The time complexity of this program is primarily determined by the two nested loops:

1. The outer `while` loop runs from `j = 0` to `j = n - 1`, where `n` is the length of the input array `nums`. Therefore, it has a time complexity of O(n).

2. Inside the outer loop, there is an inner `while` loop that removes elements from the back of the deque (`dq`). In the worst case, this inner loop can run up to `k` times, where `k` is the size of the sliding window. So, the inner `while` loop contributes O(k) to the time complexity.

Overall, the time complexity of the program is O(n * k) in the worst case, where `n` is the length of the input array, and `k` is the size of the sliding window.
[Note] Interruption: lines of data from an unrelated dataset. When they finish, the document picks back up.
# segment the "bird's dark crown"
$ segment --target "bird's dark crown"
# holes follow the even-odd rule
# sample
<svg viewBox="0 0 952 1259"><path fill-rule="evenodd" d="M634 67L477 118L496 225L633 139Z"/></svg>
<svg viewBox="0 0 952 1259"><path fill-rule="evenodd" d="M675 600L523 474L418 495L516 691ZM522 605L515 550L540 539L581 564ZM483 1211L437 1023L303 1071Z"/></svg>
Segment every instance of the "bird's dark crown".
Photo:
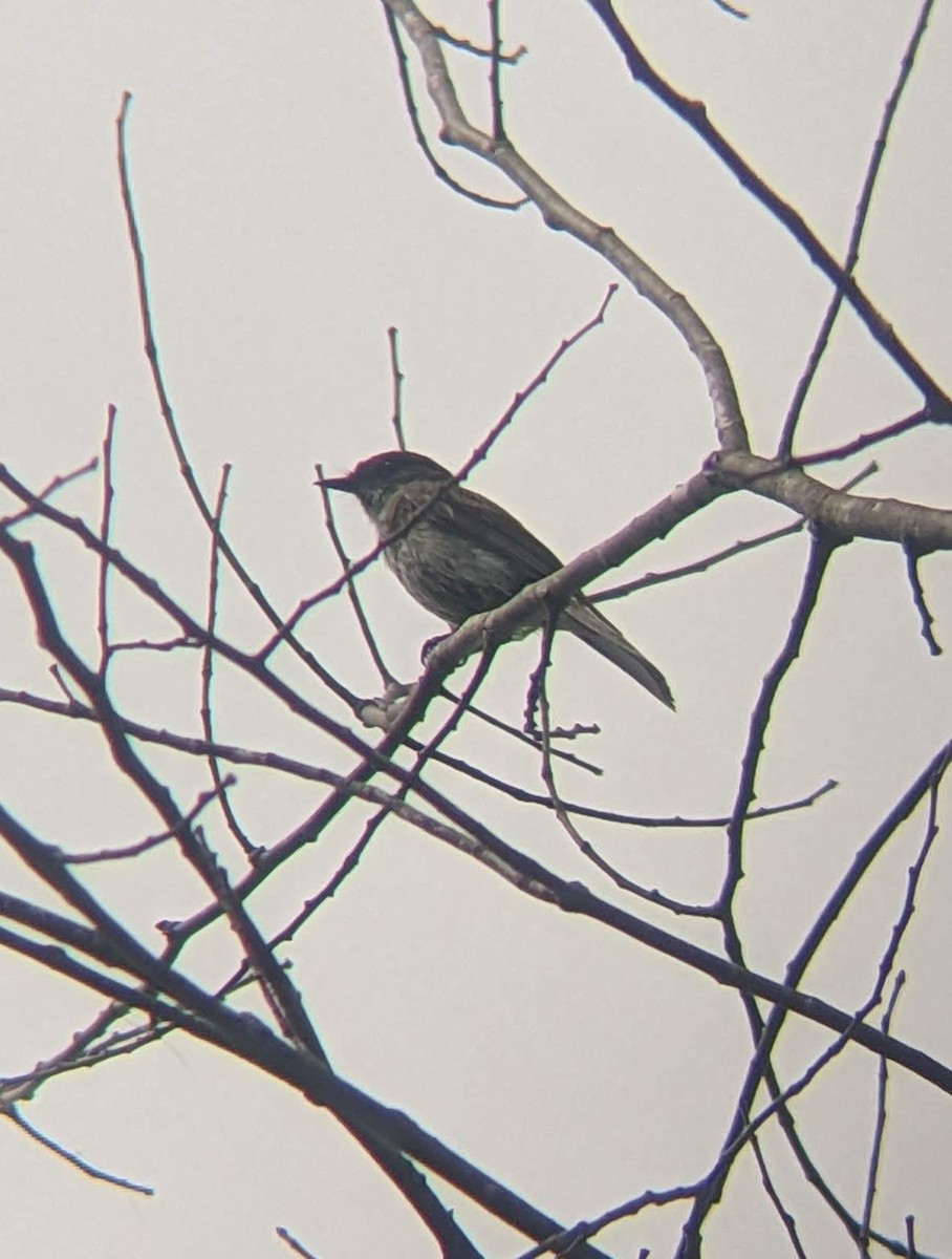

In practice, when `k` is much smaller than `n`, the algorithm approaches O(n).

**Space Complexity (Big O Space):**

1. The program uses an integer array `res` to store the results, which has a length of `n - k + 1`. Therefore, the space complexity of the `res` array is O(n).

2. The program uses a `LinkedList` named `dq` as a deque to store elements. In the worst case, the deque can store up to `k` elements at any given time. Therefore, the space complexity of the deque is O(k).

3. The program uses a few integer variables (`x`, `i`, `j`) that consume a constant amount of space regardless of the input size. These variables do not depend on the length of the input array.

Overall, the space complexity of the program is O(n + k), where `n` is the length of the input array, and `k` is the size of the sliding window. In practice, when `k` is much smaller than `n`, the space complexity approaches O(n).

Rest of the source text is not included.